In Worcester, Massachusetts, daily highs for Saturday and Sunday are 88 and 90 degrees, respectively. The city attached the record on Saturday at 88, and could exceed 90 on Sunday.

“We’re definitely a little ahead of schedule,” said Matthew Belk, meteorologist with the Boston Weather Services office. “The average first 90-degree day in Boston is June 8. It’s a bit earlier when you exit to Hartford, Connecticut; May 30 is usually the first average 90 degree day.

This weekend’s early-season heat wave is due to high pressure off the east coast, driving southerly winds pushing warm, moist air into the northeast, bringing temperatures of 20 30 degrees above normal for this time of year.
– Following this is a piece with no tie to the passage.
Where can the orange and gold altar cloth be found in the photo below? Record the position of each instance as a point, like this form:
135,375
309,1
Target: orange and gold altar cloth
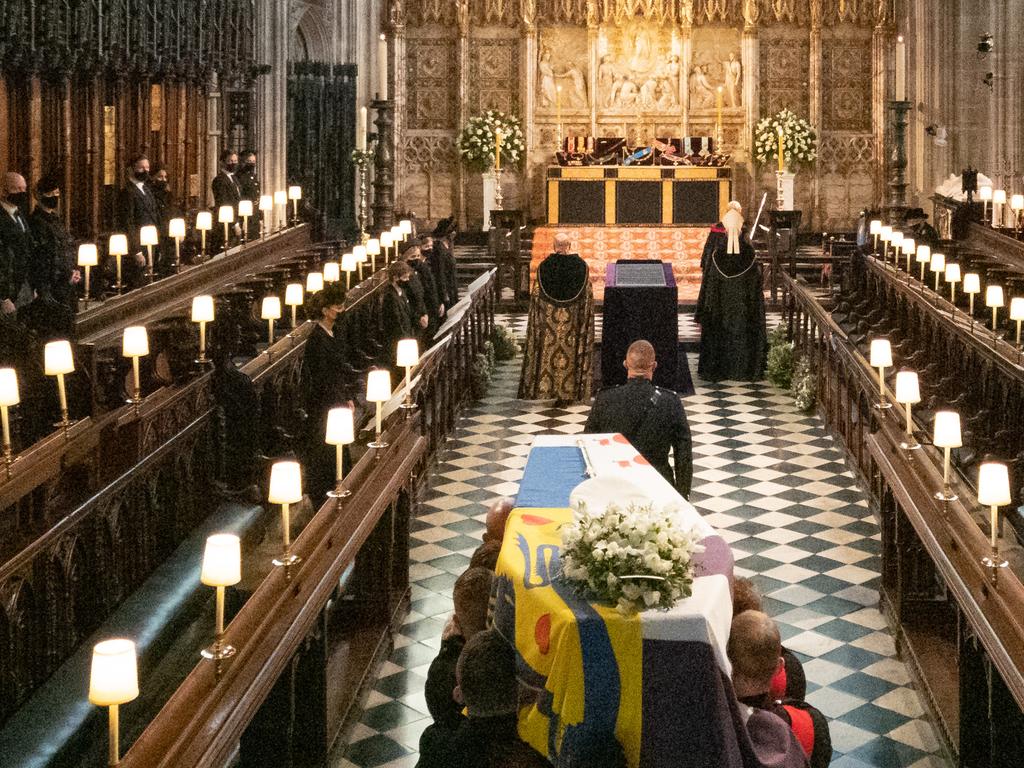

Records were also set in Richmond, Virginia on Saturday at 95 degrees and Hagerstown, Maryland at 91 degrees, and records were tied in Philadelphia and Dulles International Airport at 95 and 92 degrees respectively, according to data from meteorological services.

Half the population feels the heat

Nearly 170 million people, or about 52% of the population of the Lower 48, are expected to feel 90-degree heat over the weekend.

On Sunday, New York is expected to reach 90, Philadelphia 92, Baltimore 91 and Washington, DC, 93, the weather service said.

“More than half of the American population will see temperatures at or above 90 degrees this weekend, and it’s only May,” said CNN meteorologist Pedram Javaheri.

For some regions, it’s not just the heat, but also the humidity that brings “lookalike” temperatures into the triple digits.

“As many outdoor events are planned for this weekend in the area, please be aware of the heat and take extra precautions if working or spending time outdoors this weekend,” said the Baltimore/Washington Weather Services office.

Heat is the number one killer

Even though the calendar does not yet indicate that it is summer, Mother Nature has other plans, so it is important to be aware of the health hazards associated with this heat wave. For example, never leave children or pets in a hot car. Already.

“Since this will be the first heat wave of the year, it’s important to be really aware to make sure you’re aware of any heat illnesses or heatstroke-related symptoms and d “Be especially careful with them and have extra water on hand to combat this and the importance of shade,” said Aaron Swiggett, meteorologist with the Raleigh, Carolina Weather Services office. North.

Swiggett also pointed out that the predicted temperatures are actually for shade, not full sun. So keep in mind that your predicted high temperatures are actually going to feel even hotter in direct sunlight.

The northeast heat wave will persist on Sunday
“Heat is a very sneaky killer,” said Chesnea Skeen, a meteorologist with the Baltimore/DC Weather Service office. “A lot of people don’t see it as a huge threat, but it’s actually one of the biggest killers when it comes to extreme weather.”

Skeen stressed the importance of taking the heat seriously.

“Make sure to hydrate, stay in the shade, protect yourself from the sun when possible,” Skeen said. “And keep an eye out for the people in your life who are more heat sensitive, like the young and old and those who might be compromised.”

The good news is that the heat wave will be short-lived. Once the cold front crosses the east coast on Monday, temperatures will drop back into the 60s and 70s for the northeast and mid-Atlantic.